Fed, 20 Mart’ta yaptığı toplantısında beklendiği gibi faiz oranlarında değişikliğe gitmedi. Ayrıca, önceden belirttiğimiz gibi Fed bu sene daha fazla faiz artışına gitmeyeceğini de açıkladı. Kurumun faiz indirimlerine yeniden 2020 yılında başlamasını bekliyoruz. Bu karara eşlik eden açıklamasında Fed, ekonomik faaliyetlerin şu anda geçen senenin son çeyreğindeki güçlü durumuna göre hız kesmeye başladığını ve hanehalkı harcamaları ile kurumsal sabit yatırım harcamalarında yılın ilk çeyreğinde yavaşlama görüldüğünü belirtti. Bu doğrultuda, Fed Aralık ayında yüzde 2,3 olarak açıkladığı 2019 yılı GSYH büyüme tahminini de yüzde 2,1’e indirdi ve işsizlik oranını da yüzde 3,5’ten yüzde 3,7’ye çıkardı. İlk çeyrek GSYH büyümesine yönelik tahminler çeyreklik bazda yıllıklandırılmış oranın yüzde 1’in altında olacağını gösteriyor.
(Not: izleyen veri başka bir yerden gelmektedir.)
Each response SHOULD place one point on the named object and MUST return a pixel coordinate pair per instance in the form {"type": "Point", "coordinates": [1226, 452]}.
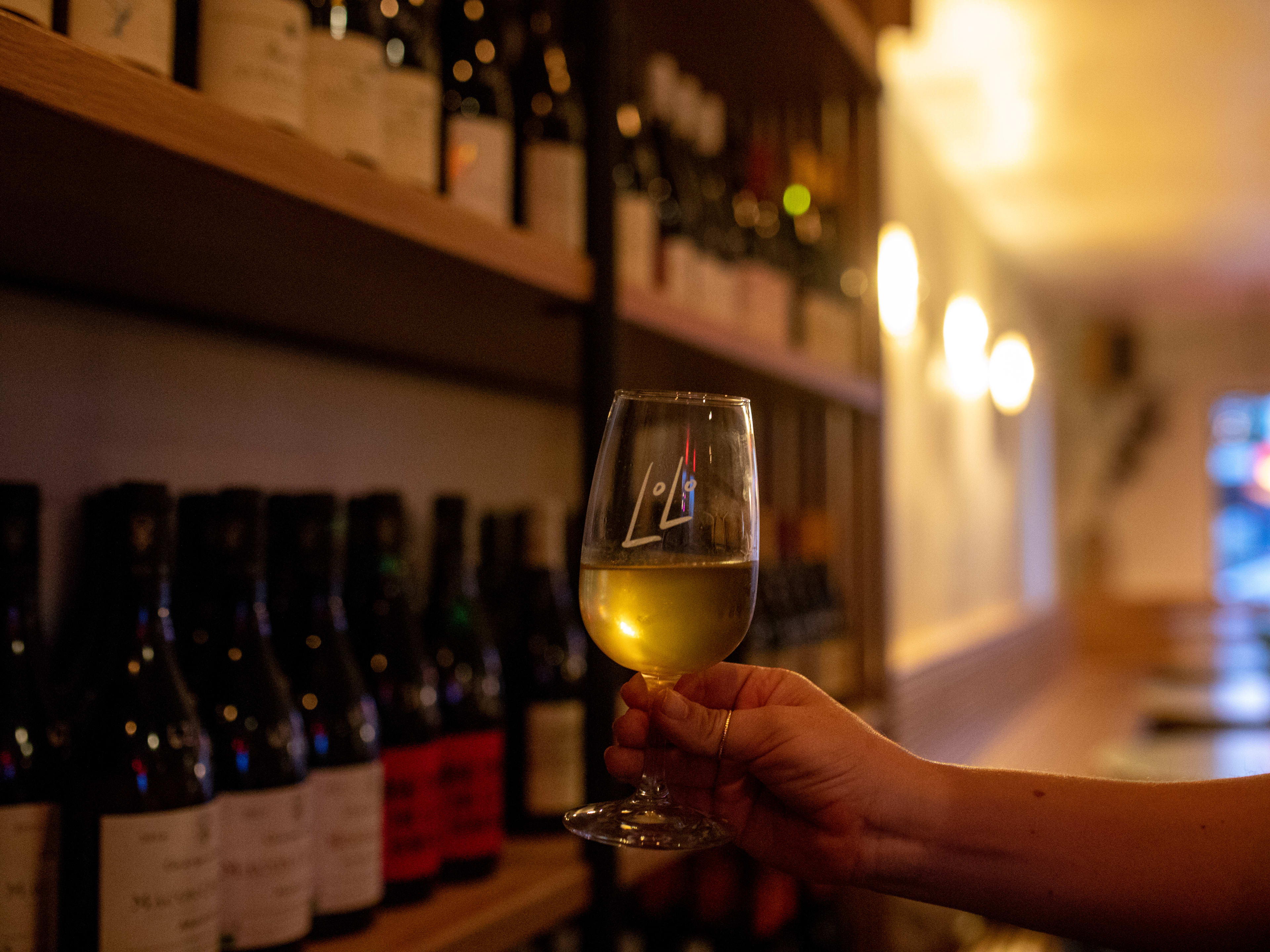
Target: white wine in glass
{"type": "Point", "coordinates": [670, 568]}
Fed ayrıca, Eylül ayında bilanço küçültme programını da sonlandıracağı işaretini verdi. Bu da kurumun söz konusu tarihten itibaren uzun dönemli faiz oranları üzerinde yukarı yönlü baskı yapmayı bırakacağı anlamına geliyor. Toplantıdan çıkan tüm bu kararlar sonrasında 10 senelik hazine tahvilinin getirisi 8 puan azalarak getiri eğrisini 6 puanlık düşük bir seviyeye çekti.        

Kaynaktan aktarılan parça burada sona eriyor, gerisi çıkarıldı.